Objective: To develop an effective molecular approach by target gene capture and next generation sequencing for the diagnosis of metabolic myopathies. Background Metabolic myopathy is a group of clinically and genetically heterogeneous diseases due to defects in cellular energy metabolism, which includes three major categories: glycogen storage diseases, fatty acid oxidation, and mitochondrial respiratory chain disorders. Clinical presentation, abnormal metabolites, and biochemical enzymatic analyses may help with the diagnosis of the disease, however, the ultimate definitive diagnosis is the identification of causative molecular defects in the genes responsible for the disease. Design/Methods: A group of 24 nuclear genes commonly found to be associated with metabolic myopathies were enriched by hybridization of genome DNA with target gene specific probes (NimbleGen) followed by next generation sequencing (NGS). In addition, one single pair of primer was used to amplify the whole 16.6 kb mitochondrial genome (mtDNA) for massively parallel sequencing by NGS. Results: The sequencing was performed using Illumina9s HiSeq 2000. Twelve individually barcoded samples were pooled and analyzed.
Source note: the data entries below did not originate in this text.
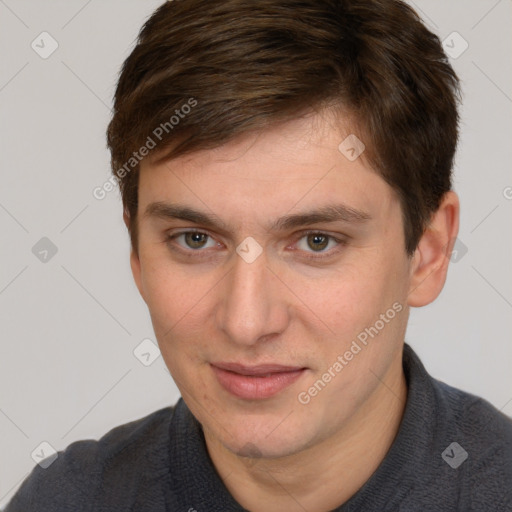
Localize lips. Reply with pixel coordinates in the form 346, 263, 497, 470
211, 363, 306, 400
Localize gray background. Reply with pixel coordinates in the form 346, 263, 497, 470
0, 0, 512, 506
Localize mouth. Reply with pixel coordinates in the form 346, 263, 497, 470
211, 363, 307, 400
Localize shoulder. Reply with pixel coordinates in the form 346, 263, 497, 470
5, 407, 175, 512
435, 381, 512, 511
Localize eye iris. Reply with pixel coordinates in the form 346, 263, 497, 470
308, 234, 329, 250
185, 233, 208, 249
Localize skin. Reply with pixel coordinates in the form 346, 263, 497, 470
125, 113, 459, 512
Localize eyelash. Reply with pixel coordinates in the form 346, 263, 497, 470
166, 229, 347, 261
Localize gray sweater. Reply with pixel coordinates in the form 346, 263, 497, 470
6, 344, 512, 512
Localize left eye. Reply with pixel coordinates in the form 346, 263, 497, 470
298, 232, 342, 253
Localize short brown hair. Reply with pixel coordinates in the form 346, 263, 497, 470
107, 0, 460, 255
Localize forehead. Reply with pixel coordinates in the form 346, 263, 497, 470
139, 114, 396, 229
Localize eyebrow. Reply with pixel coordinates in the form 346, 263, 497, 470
144, 201, 371, 232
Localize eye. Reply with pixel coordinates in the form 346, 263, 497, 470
297, 231, 346, 259
167, 231, 216, 251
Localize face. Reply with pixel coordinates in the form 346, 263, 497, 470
132, 114, 416, 457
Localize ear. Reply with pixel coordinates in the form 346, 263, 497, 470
407, 190, 460, 307
123, 209, 146, 302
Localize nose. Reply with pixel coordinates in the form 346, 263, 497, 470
217, 245, 289, 346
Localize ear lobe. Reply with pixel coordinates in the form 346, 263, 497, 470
407, 191, 460, 307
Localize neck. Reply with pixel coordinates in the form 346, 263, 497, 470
205, 351, 407, 512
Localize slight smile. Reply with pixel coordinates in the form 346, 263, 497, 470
211, 363, 307, 400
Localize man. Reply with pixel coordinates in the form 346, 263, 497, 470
7, 0, 512, 512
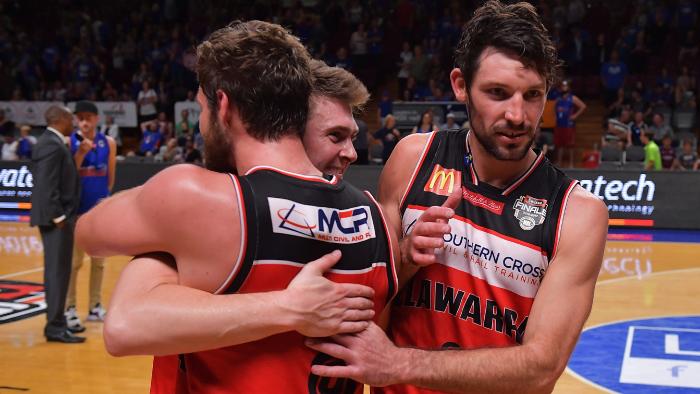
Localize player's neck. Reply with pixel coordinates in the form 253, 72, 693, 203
233, 135, 322, 176
469, 133, 537, 188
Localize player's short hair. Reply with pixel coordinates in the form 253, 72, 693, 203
455, 0, 561, 88
310, 59, 369, 112
197, 20, 312, 140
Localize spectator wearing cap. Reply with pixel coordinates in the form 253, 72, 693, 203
66, 101, 117, 332
554, 81, 588, 168
373, 115, 401, 163
377, 90, 394, 123
30, 105, 85, 343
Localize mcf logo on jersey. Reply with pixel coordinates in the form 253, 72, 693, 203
267, 197, 376, 244
423, 164, 462, 196
513, 196, 547, 230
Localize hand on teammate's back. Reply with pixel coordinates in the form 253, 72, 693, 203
401, 187, 462, 267
78, 138, 92, 154
282, 250, 374, 337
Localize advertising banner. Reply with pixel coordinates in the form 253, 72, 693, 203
68, 101, 138, 127
0, 101, 63, 127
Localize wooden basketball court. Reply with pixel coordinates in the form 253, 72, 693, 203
0, 223, 700, 394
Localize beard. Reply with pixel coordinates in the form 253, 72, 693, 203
467, 98, 535, 161
202, 116, 237, 174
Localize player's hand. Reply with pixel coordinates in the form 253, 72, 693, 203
306, 323, 407, 387
282, 250, 374, 337
401, 186, 462, 267
78, 138, 92, 155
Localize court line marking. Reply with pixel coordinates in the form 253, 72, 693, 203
595, 267, 700, 286
0, 267, 44, 279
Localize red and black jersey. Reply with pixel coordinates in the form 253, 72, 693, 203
154, 167, 397, 393
376, 130, 576, 393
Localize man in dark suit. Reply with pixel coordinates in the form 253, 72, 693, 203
30, 105, 85, 343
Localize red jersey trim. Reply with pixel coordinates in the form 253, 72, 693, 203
214, 174, 248, 294
244, 166, 338, 185
502, 152, 544, 196
407, 205, 547, 256
551, 180, 578, 260
399, 132, 435, 208
365, 190, 399, 298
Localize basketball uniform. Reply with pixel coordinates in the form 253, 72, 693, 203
374, 130, 576, 393
151, 167, 398, 393
71, 132, 109, 215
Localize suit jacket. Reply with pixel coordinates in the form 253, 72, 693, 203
30, 129, 80, 226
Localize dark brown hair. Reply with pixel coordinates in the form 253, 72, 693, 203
455, 0, 560, 88
197, 20, 312, 140
311, 59, 369, 113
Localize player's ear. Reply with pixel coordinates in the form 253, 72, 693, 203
216, 90, 233, 125
450, 67, 469, 103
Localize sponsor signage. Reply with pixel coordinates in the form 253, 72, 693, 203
0, 280, 46, 324
267, 197, 376, 244
392, 101, 469, 131
0, 101, 63, 127
68, 101, 138, 127
569, 316, 700, 393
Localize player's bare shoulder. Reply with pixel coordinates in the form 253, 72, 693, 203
144, 164, 237, 213
379, 133, 432, 202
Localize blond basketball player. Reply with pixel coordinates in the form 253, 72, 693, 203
308, 1, 607, 393
78, 22, 396, 391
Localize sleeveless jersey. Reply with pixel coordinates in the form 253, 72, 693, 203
152, 167, 398, 393
70, 132, 109, 214
555, 94, 574, 128
375, 130, 576, 393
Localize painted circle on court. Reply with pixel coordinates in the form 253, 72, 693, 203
568, 316, 700, 394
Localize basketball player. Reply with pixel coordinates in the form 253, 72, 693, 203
79, 21, 396, 392
308, 1, 607, 393
66, 101, 117, 332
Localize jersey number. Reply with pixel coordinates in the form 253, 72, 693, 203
309, 353, 358, 394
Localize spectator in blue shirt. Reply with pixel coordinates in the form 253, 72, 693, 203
17, 125, 36, 160
600, 50, 627, 106
138, 121, 163, 156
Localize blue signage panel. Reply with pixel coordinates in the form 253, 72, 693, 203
569, 316, 700, 393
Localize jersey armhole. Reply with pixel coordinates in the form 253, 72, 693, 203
399, 132, 437, 210
365, 190, 399, 305
550, 180, 578, 261
214, 173, 253, 294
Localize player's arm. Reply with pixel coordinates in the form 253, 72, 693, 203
104, 252, 374, 356
309, 187, 608, 393
379, 134, 461, 288
107, 136, 117, 193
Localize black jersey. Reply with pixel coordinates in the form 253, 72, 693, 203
178, 167, 397, 393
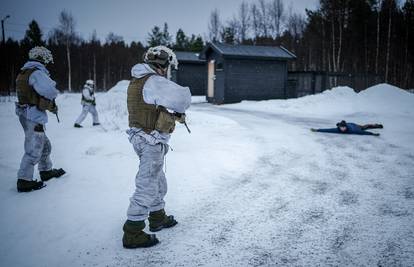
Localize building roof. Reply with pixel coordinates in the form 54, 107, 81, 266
201, 43, 296, 60
175, 51, 205, 63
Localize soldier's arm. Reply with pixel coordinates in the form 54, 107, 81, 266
29, 70, 59, 100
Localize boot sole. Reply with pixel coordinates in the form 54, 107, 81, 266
40, 171, 66, 182
149, 221, 178, 232
122, 235, 160, 249
17, 184, 46, 193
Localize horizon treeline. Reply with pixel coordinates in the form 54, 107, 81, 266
0, 10, 204, 94
0, 0, 414, 93
208, 0, 414, 88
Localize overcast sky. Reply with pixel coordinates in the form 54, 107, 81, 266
0, 0, 318, 43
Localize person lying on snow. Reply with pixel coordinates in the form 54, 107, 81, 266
311, 120, 383, 136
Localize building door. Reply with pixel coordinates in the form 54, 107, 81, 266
207, 60, 216, 98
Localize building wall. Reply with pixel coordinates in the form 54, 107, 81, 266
205, 52, 225, 104
224, 59, 287, 103
175, 63, 207, 95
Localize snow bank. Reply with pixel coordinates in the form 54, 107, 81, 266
227, 84, 414, 116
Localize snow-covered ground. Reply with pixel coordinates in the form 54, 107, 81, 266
0, 81, 414, 266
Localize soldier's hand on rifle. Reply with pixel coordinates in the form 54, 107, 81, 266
174, 112, 185, 123
50, 101, 58, 114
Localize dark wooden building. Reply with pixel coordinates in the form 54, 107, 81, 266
172, 51, 207, 95
200, 43, 296, 104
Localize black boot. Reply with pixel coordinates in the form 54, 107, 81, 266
17, 179, 46, 192
122, 220, 159, 248
39, 168, 66, 182
148, 209, 178, 232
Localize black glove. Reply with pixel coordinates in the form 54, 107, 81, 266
174, 112, 185, 123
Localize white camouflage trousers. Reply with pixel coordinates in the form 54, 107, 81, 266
17, 115, 52, 181
127, 135, 169, 221
75, 104, 99, 124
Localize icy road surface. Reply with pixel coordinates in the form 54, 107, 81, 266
0, 82, 414, 266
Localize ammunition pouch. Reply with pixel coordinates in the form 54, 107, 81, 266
155, 107, 176, 133
36, 96, 57, 113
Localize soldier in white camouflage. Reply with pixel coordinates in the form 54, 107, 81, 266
73, 80, 100, 128
122, 46, 191, 248
16, 46, 65, 192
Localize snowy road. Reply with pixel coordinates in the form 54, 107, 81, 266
0, 85, 414, 266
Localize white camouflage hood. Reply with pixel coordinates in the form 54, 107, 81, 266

QC samples are indexed accordingly and spiked in with each sample. The coverage depth for the nuclear genes was 500X and for the mitochondrial genome was 20,000X. This deep coverage allows accurate base calls and quantitative analysis of mtDNA mutation heteroplasmy. Our results demonstrated that mutations in POLG, OPA1, LCHAD, CPTII, PHKs , and PYGM genes were all correctly identified. In addition, heteroplasmy of mtDNA point mutations and large deletion with breakpoints were also accurately determined. Conclusions: Capture of target genes in combination with long range PCR of mtDNA followed by next generation massively parallel sequencing allows cost effective analyses of a group of genes commonly involved in metabolic myopathies. This approach also provides quantitative information of mtDNA point mutations and large deletions. Disclosure: Dr. Zhang has nothing to disclose. Dr. Cui has nothing to disclose. Dr. Wang has nothing to disclose. Dr. Wong has nothing to disclose.